Existem cerca de 500 aminoácidos registrados, mas apenas 20 deles estão presentes no código genético – a glicina é um deles. Essa molécula orgânica, um dos componentes das proteínas dos seres vivos, já foi encontrada em meteoritos e até em Vênus. Agora, uma equipe internacional de cientistas mostrou que a glicina, pode se formar em densas nuvens interestelares, muito antes de se transformarem em novas estrelas e planetas.

Até recentemente, pensava-se que a formação de glicina exigia energia, na forma de radiação ultravioleta, o que limitaria as condições de ambiente nos quais ela pode ser formada. Mas no estudo publicado na Nature Astronomy, astrofísicos e astroquímicos mostraram que é possível a glicina se formar na superfície de grãos de poeira gelada, portanto sem energia, através de um processo chamado de “química escura”.
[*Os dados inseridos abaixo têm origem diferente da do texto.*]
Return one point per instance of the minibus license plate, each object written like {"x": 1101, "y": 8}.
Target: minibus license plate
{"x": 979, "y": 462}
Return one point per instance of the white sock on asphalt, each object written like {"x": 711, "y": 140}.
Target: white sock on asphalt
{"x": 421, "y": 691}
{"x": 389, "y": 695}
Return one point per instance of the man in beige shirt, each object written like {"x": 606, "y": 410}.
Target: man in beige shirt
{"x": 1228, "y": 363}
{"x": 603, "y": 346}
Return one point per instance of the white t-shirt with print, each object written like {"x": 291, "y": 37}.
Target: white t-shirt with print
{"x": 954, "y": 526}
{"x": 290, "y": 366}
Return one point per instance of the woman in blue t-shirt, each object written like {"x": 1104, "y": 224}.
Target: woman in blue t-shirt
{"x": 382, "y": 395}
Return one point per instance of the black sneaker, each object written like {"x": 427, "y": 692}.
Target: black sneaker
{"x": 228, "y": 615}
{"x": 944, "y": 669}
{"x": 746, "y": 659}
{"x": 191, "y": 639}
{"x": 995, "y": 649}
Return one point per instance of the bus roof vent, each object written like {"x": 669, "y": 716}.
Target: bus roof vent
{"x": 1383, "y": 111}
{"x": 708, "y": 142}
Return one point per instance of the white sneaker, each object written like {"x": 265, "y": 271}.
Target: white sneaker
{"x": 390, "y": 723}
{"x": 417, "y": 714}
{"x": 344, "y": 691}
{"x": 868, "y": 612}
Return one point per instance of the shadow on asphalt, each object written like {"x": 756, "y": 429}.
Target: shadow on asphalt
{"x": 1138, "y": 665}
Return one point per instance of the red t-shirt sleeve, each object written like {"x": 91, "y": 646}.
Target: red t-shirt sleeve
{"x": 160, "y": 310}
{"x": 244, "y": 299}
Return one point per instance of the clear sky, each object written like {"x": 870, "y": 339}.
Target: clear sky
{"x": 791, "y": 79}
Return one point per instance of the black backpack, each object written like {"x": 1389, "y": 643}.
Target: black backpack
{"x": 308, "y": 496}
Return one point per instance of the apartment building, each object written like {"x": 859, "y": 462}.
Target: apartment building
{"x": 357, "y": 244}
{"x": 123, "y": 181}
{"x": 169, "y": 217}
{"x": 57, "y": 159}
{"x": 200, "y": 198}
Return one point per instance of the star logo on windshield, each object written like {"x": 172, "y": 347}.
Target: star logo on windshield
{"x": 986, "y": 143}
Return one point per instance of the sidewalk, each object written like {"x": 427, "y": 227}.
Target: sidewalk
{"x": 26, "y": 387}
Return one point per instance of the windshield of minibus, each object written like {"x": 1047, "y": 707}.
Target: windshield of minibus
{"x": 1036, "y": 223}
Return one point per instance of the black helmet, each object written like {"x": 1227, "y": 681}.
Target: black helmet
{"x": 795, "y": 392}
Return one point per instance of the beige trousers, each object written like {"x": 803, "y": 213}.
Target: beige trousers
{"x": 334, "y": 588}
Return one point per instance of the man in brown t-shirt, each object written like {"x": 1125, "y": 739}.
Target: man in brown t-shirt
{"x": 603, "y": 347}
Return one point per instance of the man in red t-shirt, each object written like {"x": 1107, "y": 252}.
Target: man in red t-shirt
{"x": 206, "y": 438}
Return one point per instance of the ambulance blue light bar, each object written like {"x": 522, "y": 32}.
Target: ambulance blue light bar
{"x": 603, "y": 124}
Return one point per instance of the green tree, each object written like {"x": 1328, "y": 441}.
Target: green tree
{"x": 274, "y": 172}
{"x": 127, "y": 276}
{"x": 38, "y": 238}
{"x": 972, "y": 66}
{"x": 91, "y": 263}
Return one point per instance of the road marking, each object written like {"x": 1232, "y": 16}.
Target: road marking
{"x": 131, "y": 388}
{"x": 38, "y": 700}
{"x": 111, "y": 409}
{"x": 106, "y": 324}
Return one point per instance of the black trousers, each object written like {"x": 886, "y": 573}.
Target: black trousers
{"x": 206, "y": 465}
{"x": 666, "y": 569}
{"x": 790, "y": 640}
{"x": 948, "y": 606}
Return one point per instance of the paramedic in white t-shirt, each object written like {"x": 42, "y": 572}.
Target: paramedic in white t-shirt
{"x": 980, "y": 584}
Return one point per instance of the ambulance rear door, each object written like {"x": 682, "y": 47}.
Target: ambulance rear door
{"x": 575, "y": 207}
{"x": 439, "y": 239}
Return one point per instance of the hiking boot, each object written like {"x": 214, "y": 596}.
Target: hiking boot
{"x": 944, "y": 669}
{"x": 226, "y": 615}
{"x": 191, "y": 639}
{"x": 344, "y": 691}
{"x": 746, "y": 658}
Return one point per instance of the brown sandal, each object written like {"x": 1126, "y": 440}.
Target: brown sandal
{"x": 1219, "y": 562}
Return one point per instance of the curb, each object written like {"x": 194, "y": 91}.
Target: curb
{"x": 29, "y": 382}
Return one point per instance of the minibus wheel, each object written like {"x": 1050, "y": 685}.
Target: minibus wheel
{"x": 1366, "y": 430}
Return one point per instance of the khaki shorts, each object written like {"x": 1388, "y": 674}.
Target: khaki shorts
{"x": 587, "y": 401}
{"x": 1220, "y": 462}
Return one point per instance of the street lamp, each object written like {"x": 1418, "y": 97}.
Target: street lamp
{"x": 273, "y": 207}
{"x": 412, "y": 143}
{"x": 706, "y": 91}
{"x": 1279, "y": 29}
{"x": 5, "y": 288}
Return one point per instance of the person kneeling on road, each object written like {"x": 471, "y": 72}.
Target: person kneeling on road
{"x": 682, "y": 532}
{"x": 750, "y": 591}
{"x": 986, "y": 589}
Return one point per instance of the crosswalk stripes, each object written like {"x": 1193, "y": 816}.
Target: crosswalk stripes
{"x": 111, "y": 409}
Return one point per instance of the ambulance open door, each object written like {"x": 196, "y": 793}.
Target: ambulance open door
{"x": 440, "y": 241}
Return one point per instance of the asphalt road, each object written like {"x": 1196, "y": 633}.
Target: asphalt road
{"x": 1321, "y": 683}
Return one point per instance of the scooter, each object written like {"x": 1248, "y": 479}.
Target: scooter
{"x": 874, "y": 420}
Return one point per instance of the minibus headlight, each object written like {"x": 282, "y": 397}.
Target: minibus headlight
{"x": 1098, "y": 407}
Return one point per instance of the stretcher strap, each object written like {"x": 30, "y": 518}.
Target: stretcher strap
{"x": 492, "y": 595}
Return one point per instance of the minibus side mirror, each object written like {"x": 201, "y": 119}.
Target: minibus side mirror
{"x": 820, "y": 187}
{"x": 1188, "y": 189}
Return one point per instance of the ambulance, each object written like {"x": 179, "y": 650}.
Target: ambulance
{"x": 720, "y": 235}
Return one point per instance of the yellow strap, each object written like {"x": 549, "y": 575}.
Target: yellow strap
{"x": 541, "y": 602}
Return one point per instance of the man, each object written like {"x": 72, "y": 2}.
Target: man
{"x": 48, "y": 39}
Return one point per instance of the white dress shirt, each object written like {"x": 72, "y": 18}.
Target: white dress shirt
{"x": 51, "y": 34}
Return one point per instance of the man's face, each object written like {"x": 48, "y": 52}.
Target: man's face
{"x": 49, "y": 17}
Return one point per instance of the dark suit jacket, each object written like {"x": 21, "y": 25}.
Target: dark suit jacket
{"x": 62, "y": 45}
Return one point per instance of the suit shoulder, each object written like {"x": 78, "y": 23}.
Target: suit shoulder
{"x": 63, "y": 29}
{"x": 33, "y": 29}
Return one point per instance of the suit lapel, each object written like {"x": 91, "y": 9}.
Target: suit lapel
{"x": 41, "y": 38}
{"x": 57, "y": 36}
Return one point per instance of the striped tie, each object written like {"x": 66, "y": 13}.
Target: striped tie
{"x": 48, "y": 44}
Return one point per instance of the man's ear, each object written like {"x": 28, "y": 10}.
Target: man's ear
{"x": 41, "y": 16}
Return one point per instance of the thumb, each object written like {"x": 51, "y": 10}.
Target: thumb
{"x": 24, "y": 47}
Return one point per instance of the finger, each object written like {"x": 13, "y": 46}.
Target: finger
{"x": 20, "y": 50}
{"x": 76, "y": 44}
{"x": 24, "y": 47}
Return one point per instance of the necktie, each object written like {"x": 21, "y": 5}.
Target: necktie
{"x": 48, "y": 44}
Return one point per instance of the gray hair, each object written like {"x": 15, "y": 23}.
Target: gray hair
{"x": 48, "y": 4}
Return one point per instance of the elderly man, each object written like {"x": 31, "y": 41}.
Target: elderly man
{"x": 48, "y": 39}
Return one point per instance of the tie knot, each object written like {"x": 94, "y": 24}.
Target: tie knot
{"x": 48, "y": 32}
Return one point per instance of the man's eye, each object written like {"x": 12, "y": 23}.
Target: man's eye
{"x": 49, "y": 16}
“A química escura se refere à química sem a necessidade de radiação energética. No laboratório, fomos capazes de simular as condições em nuvens interestelares escuras onde partículas de poeira fria são cobertas por finas camadas de gelo e subsequentemente processados ​​pelo impacto de átomos, causando a fragmentação de espécies precursoras e a recombinação de intermediários reativos”, explica o principal autor do artigo, Sergio Ioppolo. 

ESA/Rosetta/NAVCAM

Mosaico do cometa 67P/Churyumov–Gerasimenko, criado a partir de imagens obtidas em setembro de 2014, quando a sonda espacial Rosetta, da ESA, se encontrava a 27,8 km de distância do cometa. Imagem: ESA/Rosetta/NAVCAM

Os cometas são o material mais puro do Sistema Solar, e refletem a composição molecular presente na época em que nosso Sol e os planetas estavam prestes a se formar. A metilamina, um composto orgânico precursor da glicina, foi detectada no cometa 67P/Churyumov-Gerasimenko, o que já sugeria que essas moléculas podem se formar antes das estrelas.

Usando uma configuração única de alto vácuo, equipada com uma série de linhas de feixe atômico e ferramentas de diagnóstico precisas, os pesquisadores puderam confirmar que a glicina também poderia ser formada nas mesmas condições, e que a presença de gelo de água era essencial neste processo. “A partir disso, descobrimos que quantidades baixas, mas substanciais de glicina podem ser formadas no espaço com o tempo”, afirma Herma Cuppen, da Radboud University, responsável por alguns dos estudos de modelagem do artigo.

“A conclusão importante deste trabalho é que as moléculas consideradas blocos de construção da vida já se formam em um estágio bem anterior ao início da formação de estrelas e planetas”, avalia Harold Linnartz, diretor do Laboratório de Astrofísica do Observatório de Leiden, na Holanda. “Essa formação precoce de glicina implica que este aminoácido pode ser preservado no gelo que compõem o material a partir do qual, em última análise, os planetas são feitos”, completa.

Os cientistas ainda acreditam que uma vez formada, a glicina também pode se tornar um precursor de outras moléculas orgânicas complexas. “Seguindo o mesmo mecanismo, em princípio, outros grupos funcionais podem ser adicionados ao esqueleto da glicina, resultando na formação de outros aminoácidos, como a alanina e a serina em regiões escuras do espaço. No final, esse rico inventário molecular orgânico é incluso em corpos celestes, como cometas, e entregues a planetas jovens, como aconteceu com nossa Terra e muitos outros planetas”, acredita Ioppolo.